Inkpot Magazine
Echo-locutionary Love
Justin Kennington
Spring 2026

A blue background with blue waves of light; Photo by Pawel Czerwinski on Unsplash
echolocation: physiological process for locating objects…by
sound waves reflected back to the emitter—Merriam Webster
My partner is humming again, this time a Chopin Nocturne,
slightly off key as per usual, familiar enough that though
I’ve long since forgotten the specific title, I think I can guess
at the unconscious cause—
we just left another small argument unfinished—
more mutual irritation really, spats about who forgot to start
the dishwasher, take the dog for a walk, thaw the salmon
fillets for guests coming to dinner in an hour.
But she gets lost in the ensuing silences, disoriented by any
cold emptiness between us … so she throws out a
song, a sort of reconnoitering of marital spaces, reading how the
sound rebounds off me back to her to determine how to
proceed—a ritual of call and response.
I think she might be part bat, or maybe shrew … wait for the
metaphor because that wasn't an insult … they’re just two
of a few animals including dolphins and narwhals that have
evolved the extraordinary method of using self-generated
waves and echoes to navigate their world’s dangerous
terrain or, in her case, murky emotional waters.
She has a range of vocalizations to match circumstance.

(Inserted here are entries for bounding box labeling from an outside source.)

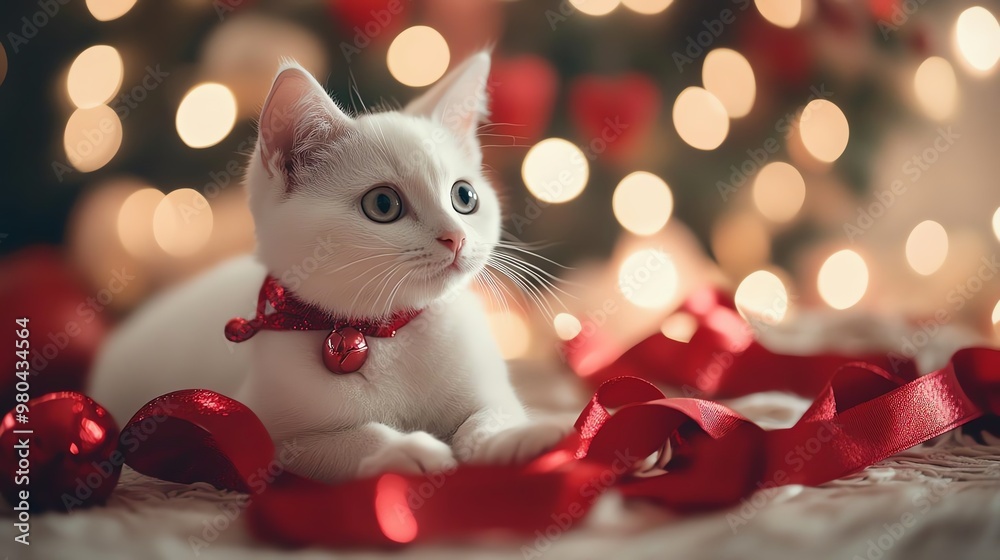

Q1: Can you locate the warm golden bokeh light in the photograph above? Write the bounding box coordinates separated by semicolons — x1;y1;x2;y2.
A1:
569;0;620;16
816;249;868;309
87;0;136;21
66;45;125;109
955;6;1000;73
754;0;802;29
611;171;674;235
118;187;164;258
521;138;590;203
753;161;806;222
660;311;698;342
913;56;958;120
906;220;948;276
618;249;680;309
63;105;122;172
175;83;236;148
733;270;788;325
489;312;531;360
153;189;214;257
799;99;850;163
552;313;583;340
673;87;729;150
386;25;451;87
711;212;771;277
622;0;674;15
701;49;757;119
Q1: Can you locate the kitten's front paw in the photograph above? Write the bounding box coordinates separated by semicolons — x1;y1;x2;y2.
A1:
470;421;573;465
358;432;457;478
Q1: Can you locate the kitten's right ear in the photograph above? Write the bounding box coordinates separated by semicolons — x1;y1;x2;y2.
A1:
258;62;354;192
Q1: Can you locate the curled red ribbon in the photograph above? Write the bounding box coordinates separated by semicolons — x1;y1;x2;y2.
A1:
115;295;1000;546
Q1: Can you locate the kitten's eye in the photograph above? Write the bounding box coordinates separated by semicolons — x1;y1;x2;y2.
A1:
361;187;403;224
451;181;479;214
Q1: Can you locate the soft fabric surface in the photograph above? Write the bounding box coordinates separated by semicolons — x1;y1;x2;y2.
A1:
0;326;1000;560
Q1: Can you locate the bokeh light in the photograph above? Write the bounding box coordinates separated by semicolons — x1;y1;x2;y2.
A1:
521;138;590;203
753;161;806;222
754;0;803;29
175;83;236;148
569;0;620;16
906;220;948;276
733;270;788;325
817;249;868;309
660;311;698;342
673;87;729;150
87;0;136;21
66;45;125;109
913;56;958;120
118;187;164;258
701;49;757;119
618;249;680;309
552;313;583;340
799;99;850;163
611;171;674;235
63;105;122;172
955;6;1000;73
622;0;674;15
386;25;451;87
153;189;214;257
488;311;531;360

You’ve already heard of her penchant for using orchestral
or piano music for more minor skirmishes, but for the
all-out row, testing the waters, measuring my reply means
Broadway, one of the great villain arias, usually Javert’s
“Stars” from Les Mis when she’s feeling conciliatory,
or, when she’s not,
the Commendatore's operatic reverberations from “Don
Giovanni,” the lyrics of which I don’t need to under-
stand, the sound itself sufficient, to know what it portends—
“Warning: Relationship-Wrecking Rocks Ahead: Exercise
Caution in Response.”
Of all tricky relational soundscapes to map and maneuver,
the trickiest is the one where she’s wrong and she knows
it, knows that I know it and that I know she knows I
know … difficult not because of the torturous logic, but
because if I’m smug even a little bit, her tone shifts to a
little bit predatory—
finding prey is, after all, one use of echolocation—
not a threat outright to me, still disconcerting enough to
cause a fight-or-flight twinge in the chest when
accompanied by her new soundtrack and persona, Audrey
the 2nd, the man-eating plant from Little Shop of Horrors
intoning “Feed Me, Seymour, I’m Hungry” ...

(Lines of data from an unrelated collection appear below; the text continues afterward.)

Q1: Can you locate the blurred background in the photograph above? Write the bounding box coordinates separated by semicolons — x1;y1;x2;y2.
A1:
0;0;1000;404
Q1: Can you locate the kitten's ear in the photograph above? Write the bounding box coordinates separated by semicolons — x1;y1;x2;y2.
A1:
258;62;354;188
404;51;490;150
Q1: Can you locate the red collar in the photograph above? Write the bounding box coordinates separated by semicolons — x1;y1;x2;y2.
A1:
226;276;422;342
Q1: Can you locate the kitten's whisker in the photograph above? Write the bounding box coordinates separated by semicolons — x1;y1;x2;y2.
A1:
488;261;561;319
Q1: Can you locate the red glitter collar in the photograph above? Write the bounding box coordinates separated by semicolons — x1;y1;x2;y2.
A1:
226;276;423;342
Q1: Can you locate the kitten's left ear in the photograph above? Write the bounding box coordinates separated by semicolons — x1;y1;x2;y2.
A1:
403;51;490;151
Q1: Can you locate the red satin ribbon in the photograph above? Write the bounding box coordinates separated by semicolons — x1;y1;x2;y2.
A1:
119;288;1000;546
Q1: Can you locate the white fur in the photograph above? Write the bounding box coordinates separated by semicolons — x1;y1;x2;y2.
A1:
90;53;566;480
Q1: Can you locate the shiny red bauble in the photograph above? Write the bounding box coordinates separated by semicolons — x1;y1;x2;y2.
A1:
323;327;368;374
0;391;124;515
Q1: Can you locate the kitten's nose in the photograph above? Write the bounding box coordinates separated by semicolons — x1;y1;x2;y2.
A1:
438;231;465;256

it’s also tricky because there is no “right” response to that,
except to soften the situation with the particular brand of
understanding and good humor that only comes from two
people who have bounced sound back and forth for so long
that they understand—
what not to say and when not to say it.
An odd, evolutionary hydrographic tactic, you might, or
might not, say, but, then, aren’t we all bats or porpoises
or the lowly vole when it comes to love, blindly filling
the void with our song, our hope that someone is
indeed, there, listening, hearing …
every synapse straining to catch a response, faint as may
be, an echo of ourselves amplified by another into a
duet, disproving perhaps our greatest fear, caverned deep
in our day-to-day melodies—
the apprehension that we might otherwise be utterly alone.

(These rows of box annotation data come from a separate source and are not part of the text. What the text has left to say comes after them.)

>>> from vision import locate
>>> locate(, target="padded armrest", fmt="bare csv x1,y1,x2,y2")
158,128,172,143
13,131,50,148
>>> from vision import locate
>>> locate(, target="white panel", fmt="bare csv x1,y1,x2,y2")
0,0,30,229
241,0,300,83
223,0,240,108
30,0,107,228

Justin L Kennington is a poet, playwright and essayist from Payson, UT. After decades of teaching others to write and performing others' works, he is enjoying writing his own “material” in semi-retirement. His work has appeared in several journals including Inscape, BYU Studies, Panorama, and Wayfare. 2025 was an annus mirabilis for him, seeing publication of his collected poems, Read Me Alive, a staged reading of his play, Forgive Us This Day: An Entirely True Fishing Story, and publication of his memoir, Small Ball. When not writing, he can be found on Utah rivers fly-fishing and generating more fishing stories.